Uranga told the Idaho Statesman that in some of those emergency situations her practice deals with, an abortion is the standard procedure to stabilize the patient and prevent infection, kidney failure, hemorrhaging or loss of fertility.

She recently saw a patient with previable preterm rupture of membranes — the patient’s water broke before her fetus was able to survive outside of the womb. Uranga said it’s a “classic case” for which abortion is the recommended treatment. Without it, the pregnant patient risks serious infection, detachment of the placenta from the uterine wall and other complications.

But Idaho law meant Uranga couldn’t offer her patient the treatment she needed.

“I remember going to see the patient in the ER, and then coming back to labor and delivery and ugly crying because there was nothing I could do,” Uranga said in an interview.

 

The patient ended up seeking an abortion in Oregon. She delivered her baby while en route to Portland.

Idaho physicians like Uranga told the Idaho Statesman how January’s Supreme Court order is impacting them and their patients, sharing heartrending details of medical emergencies, compounded by the fear that they could be criminally prosecuted for performing an abortion that doesn’t meet narrow exceptions. Emergency out-of-state transports of pregnant patients are on the rise, and several doctors told the Statesman they feel their hands are tied and their patients are receiving worse care.

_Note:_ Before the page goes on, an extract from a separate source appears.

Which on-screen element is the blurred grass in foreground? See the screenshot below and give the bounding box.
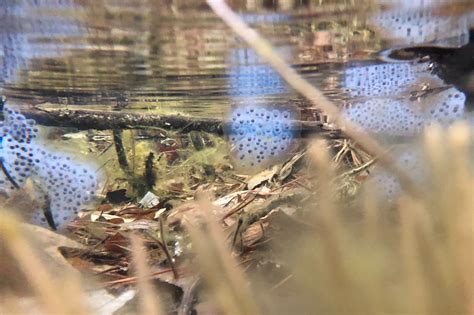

“For decades we’ve been making health care better little by little, and it feels like it all got wiped away,” Uranga said.

The Supreme Court on Wednesday will hear oral arguments from Idaho and the U.S. Department of Justice to determine whether federal emergency medicine requirements take precedent over Idaho’s abortion law. Doctors said they fear what will happen if the court rules in Idaho’s favor.